VACAVILLE — One of Vacaville’s oldest homes will be featured on the Vacaville Museum’s Yuletide Traditions Holiday Home Tour.
The North Alamo Drive residence, neatly tucked behind tall trees, was built around 1864 for William and Mary Towson, some of the first fruit ranchers in the area.
The original building still stands, located behind but attached to what is now a 3,700-square-foot home. Current owners, Jim and Laura Kelly, still use the older portion of the home.
The lower floor features what was the original entry, a small kitchen and central room. The upstairs was one room. The two floors are connected by a very narrow, angled staircase. The original stone fireplace is still in place but its opening has long since been covered.
The Towson family grew to include nine sons and four daughters. Additions to the home were made over the years, including major work in 1910, the Kellys said.
A few years ago the Kellys, who moved in 10 years ago, remodeled the second kitchen, which was added in the mid-1940s. They had to get through four layers of linoleum to redo the floor.
The Kellys are the fourth owners of the home.
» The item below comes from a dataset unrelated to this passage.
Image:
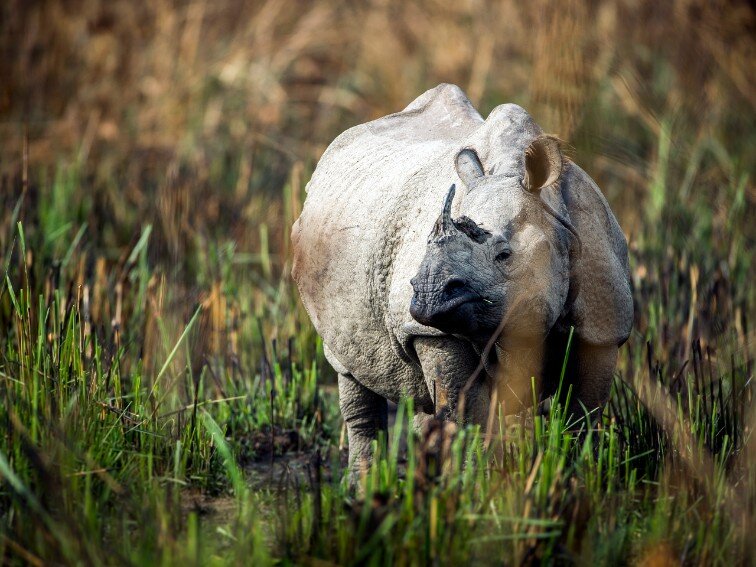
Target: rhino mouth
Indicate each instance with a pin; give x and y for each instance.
(442, 314)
They purchased it from the late Ray Willhart, who lived there for almost 45 years with his wife Jan Willhart. The Willharts also spent time remodeling the house they called Vagabond Ranch, according to his March obituary.
There have been several more remodels on the home, including the removal of a widow’s walk once the Kellys discovered the house didn’t qualify for historical designation because of the numerous changes.
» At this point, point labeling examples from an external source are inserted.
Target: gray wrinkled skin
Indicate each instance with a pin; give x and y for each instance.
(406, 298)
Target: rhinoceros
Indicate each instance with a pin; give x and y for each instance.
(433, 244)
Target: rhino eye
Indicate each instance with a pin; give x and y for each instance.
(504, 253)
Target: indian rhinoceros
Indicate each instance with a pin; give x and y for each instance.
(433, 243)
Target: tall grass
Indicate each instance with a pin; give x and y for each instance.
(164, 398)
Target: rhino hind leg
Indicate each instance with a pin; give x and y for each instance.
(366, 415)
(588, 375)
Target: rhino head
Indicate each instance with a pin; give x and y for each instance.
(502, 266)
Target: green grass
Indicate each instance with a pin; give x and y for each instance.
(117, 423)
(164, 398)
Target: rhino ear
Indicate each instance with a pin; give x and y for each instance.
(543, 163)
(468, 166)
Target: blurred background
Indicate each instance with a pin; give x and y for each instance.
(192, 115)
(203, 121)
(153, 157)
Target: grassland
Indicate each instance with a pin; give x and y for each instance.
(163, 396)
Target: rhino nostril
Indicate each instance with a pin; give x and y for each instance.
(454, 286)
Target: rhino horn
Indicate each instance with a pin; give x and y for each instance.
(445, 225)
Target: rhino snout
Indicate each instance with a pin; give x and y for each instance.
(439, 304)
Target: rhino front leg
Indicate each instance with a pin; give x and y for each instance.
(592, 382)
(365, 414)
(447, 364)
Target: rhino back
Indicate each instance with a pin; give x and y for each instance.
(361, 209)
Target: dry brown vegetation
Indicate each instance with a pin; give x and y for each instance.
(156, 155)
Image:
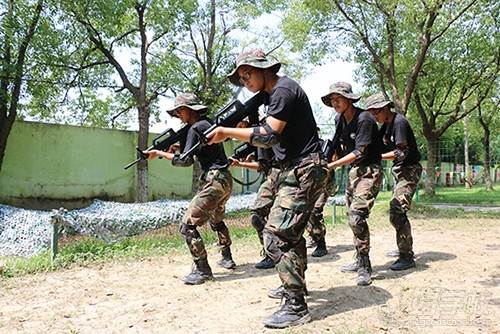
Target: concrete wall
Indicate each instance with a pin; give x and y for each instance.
(48, 165)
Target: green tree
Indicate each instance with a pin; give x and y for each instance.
(103, 31)
(399, 44)
(20, 22)
(489, 118)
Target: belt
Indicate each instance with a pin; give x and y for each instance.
(297, 161)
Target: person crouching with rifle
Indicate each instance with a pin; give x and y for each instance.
(290, 129)
(214, 189)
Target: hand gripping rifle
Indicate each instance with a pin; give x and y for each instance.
(161, 142)
(243, 151)
(230, 115)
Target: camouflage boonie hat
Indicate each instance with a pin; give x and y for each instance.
(188, 100)
(377, 101)
(341, 88)
(255, 58)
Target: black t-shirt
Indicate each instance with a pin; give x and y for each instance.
(265, 158)
(209, 156)
(289, 103)
(400, 134)
(361, 132)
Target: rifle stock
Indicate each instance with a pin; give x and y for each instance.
(230, 115)
(161, 142)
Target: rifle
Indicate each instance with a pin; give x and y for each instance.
(161, 142)
(230, 115)
(243, 151)
(327, 149)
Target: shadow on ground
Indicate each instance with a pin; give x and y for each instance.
(247, 270)
(340, 299)
(422, 261)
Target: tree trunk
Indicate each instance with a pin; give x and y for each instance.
(488, 184)
(196, 177)
(142, 190)
(430, 181)
(487, 158)
(468, 172)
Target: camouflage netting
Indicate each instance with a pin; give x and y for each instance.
(27, 232)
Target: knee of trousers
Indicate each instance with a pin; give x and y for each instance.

The couple has strived to keep the home true to its historic roots. Original leaded glass remains in the sitting room and dining room windows. Some early flooring can still be found in a closet in the dining area.
Many of the interior doors have been in the home for years. They are sensitive to the weather, Laura Kelly said, adding that in cooler temperatures they are harder to open and keep ajar.
The family spends most of its time on the lower level where the kitchen, dining room, sitting room, den, master bedroom and bathroom are located. The sitting room has picture windows nearly taking up one wall.
Other bedrooms are upstairs. One is still occupied by Madison Kelly, the couple’s 17-year-old daughter who is a senior at Vacaville Christian Schools. Son Matt Kelly, 20, is serving in the U.S. Air Force and stationed in Fairbanks, Alaska.
A third bedroom welcomes guests.
The “dormer” room, which includes part of the original home as well as the 1910 addition, includes a bed, sofa, TV and some bookcases.
“We use it for students or young girls who need to get their feet on the ground,” said Laura Kelly.
There’s one bathroom upstairs. It sits next to a small office.
Laura Kelly is frequently asked if she’s had any ghostly encounters in the historic dwelling. Quite the opposite.
“The house really has a great feel to it,” she said. “It’s so peaceful. It’s a little piece of heaven when you come in the driveway.”
Sitting on 1.5 acres, the property also includes a three-story water tower, the original outhouse and a circa-1950s greenhouse.
The Kellys have made some interesting finds over the years, including wagon wheels, old glass and a hidden fireplace.
Most of the interior work is done and the Kellys have been concentrating on the landscaping. Getting the grounds in shape was the impetus they needed to share their historic house with the community.